A lot has been said about the resiliency and the tenacity of the Haitian people, and that is what really struck me so deeply. Their infectious smiles and graciousness despite the unimaginable hardships they’ve endured, is truly humbling. These are a people who have had a lot of practice surviving–hurricanes, floods, an economy where seventy-eight percent of the population earns two dollars a day, and now a devastating earthquake that has literally rocked the nation. This country, with half its population brimming with children, has been brought to its knees, and these people of unwavering faith have taken advantage of the position to fall to the ground in prayer.
Estimates were over 230,000 were killed. Over a million people had lost their homes and been displaced. Makeshift hospitals overflowed from people recovering from crude amputations and devastating injuries in primitive medical tents, and then were sent home. Only, they have no home to go to. Infection and disease set in from the thousands living on top of each other in the streets and under makeshift tarps in tent cities. There is a sea of children who will need progressive prosthetics. I photographed one hospital that had actually received an absurd shipment of palettes of breast implants and airline life-preserver jackets, yet the doctors were desperate for the specific medicines they needed.
One day I went out to the hills of Titanyen to visit the mass graves. I understand that the government had to do something with the numbers of bodies that had been pulled from the rubble. But really, they couldn’t make the effort to bury them? The scene was shocking. Mounds of corpses, topped with children, heads, feet, torsos, arms, lay askew in piles, appeared as if still writhing in pain. It was a smell I’ll never forget and permeated every pore.
I felt so disturbed and such a hard time shaking this scene that I returned to visit the graves again two days later. There, winding its way amidst the towering piles of bodies in the bright noon-day sun a shimmer of purple caught my eye. I clamored down the hill and to my great surprise there was Father Rick and Bishop Pierre Dumas waving a pot of smoky incense and blessing the mounds of struggling souls. It was a sight to behold. They had even brought their own two small bulldozers to bury the bodies. I later went out there again, a final time. A warm wind blew across the now flattened land. Wooden crosses dotted the landscape, connecting with the other stretch of land covered in crosses of those who had previously died in the floods. Even though this is a country still reeling in turmoil, at least these dead had now been given a proper and dignified burial. Here at least in this place, there was now peace.
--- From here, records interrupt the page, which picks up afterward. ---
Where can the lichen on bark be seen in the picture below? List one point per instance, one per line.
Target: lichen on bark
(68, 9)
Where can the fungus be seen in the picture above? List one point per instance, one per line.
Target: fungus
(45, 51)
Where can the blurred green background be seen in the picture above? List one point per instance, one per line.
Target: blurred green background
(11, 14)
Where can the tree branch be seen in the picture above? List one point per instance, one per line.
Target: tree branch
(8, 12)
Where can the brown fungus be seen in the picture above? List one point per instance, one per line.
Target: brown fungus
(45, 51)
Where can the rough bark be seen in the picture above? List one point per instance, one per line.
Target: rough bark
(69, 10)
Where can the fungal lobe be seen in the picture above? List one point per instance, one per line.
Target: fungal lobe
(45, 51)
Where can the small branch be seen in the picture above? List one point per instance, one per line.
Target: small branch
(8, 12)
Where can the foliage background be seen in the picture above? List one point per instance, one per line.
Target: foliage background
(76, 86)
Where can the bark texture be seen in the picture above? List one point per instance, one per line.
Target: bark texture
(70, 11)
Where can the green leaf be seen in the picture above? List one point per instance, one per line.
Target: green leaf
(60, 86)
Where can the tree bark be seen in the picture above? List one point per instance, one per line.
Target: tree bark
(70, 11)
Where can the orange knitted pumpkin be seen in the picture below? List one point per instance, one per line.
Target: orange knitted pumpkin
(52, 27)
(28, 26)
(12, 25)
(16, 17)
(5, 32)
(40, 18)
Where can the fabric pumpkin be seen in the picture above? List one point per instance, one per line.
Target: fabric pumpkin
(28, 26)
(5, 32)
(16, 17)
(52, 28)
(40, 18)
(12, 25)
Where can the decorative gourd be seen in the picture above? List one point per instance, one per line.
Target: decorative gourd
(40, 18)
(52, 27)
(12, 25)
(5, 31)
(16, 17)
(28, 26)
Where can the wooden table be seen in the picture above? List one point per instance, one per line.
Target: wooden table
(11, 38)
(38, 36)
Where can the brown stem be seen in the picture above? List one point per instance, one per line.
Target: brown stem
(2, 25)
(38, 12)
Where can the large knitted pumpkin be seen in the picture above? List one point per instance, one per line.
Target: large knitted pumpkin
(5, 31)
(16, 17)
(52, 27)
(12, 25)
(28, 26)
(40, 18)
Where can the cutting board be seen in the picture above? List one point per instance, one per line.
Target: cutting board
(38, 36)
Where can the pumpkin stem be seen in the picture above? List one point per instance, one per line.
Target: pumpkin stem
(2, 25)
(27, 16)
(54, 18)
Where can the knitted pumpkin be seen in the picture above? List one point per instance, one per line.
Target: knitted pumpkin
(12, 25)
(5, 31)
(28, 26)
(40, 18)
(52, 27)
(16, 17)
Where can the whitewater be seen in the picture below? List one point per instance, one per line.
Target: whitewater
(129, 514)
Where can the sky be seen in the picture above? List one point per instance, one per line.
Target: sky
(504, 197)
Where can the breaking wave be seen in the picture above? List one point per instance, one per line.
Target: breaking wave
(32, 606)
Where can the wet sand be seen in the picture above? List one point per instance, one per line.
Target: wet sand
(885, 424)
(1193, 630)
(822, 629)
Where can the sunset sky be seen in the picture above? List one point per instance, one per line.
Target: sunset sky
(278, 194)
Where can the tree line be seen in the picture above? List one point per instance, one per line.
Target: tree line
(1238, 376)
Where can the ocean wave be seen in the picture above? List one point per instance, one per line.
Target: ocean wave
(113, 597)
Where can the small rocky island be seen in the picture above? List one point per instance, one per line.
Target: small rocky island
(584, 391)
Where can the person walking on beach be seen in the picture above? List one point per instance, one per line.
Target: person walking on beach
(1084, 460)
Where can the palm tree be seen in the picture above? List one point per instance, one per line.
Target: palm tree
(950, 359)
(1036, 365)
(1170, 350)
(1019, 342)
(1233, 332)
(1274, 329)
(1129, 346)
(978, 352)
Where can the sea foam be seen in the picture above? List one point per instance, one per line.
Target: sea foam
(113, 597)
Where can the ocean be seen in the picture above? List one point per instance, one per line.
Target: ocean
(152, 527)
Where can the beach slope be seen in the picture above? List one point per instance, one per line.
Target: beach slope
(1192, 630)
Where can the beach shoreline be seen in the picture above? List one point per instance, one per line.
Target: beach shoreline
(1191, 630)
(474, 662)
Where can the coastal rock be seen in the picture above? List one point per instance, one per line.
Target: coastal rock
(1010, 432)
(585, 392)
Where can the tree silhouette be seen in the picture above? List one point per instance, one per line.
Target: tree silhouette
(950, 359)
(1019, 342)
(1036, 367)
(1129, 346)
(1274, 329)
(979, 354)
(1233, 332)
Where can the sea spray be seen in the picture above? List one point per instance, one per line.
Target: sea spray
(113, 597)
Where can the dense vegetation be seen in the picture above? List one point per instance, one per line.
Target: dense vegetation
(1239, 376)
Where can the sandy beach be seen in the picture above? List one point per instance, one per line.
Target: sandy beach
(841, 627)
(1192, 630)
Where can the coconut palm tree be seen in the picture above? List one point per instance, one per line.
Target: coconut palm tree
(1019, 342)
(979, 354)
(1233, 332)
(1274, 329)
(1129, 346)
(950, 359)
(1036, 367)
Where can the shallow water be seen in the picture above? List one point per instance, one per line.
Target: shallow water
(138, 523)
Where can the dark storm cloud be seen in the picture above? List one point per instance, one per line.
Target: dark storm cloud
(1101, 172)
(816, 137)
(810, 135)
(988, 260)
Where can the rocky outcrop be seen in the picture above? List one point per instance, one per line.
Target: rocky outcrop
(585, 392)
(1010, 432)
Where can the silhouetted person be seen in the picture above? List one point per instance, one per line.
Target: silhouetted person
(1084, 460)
When people ask how can I photograph these disturbing situations of conflict and disaster I suppose it’s moments like these that are really the crux of the answer. I feel the need, not only because I truly care, but because it stirs an empathy and compassion so deep in my core, that it surprises even myself. It presents moments of dignity and grace beyond my everyday comprehension. It gives me a faith in mankind that I simply don’t feel when riding the subway everyday in New York. It helps me as I grapple with the question of what makes us get up everyday? Why would you want to go on, especially if you’ve lost your home, your school, your work, your family, your children, even your limbs?
We go on because we have hope. And that’s the greatest gift we can give to Haiti right now. Hope.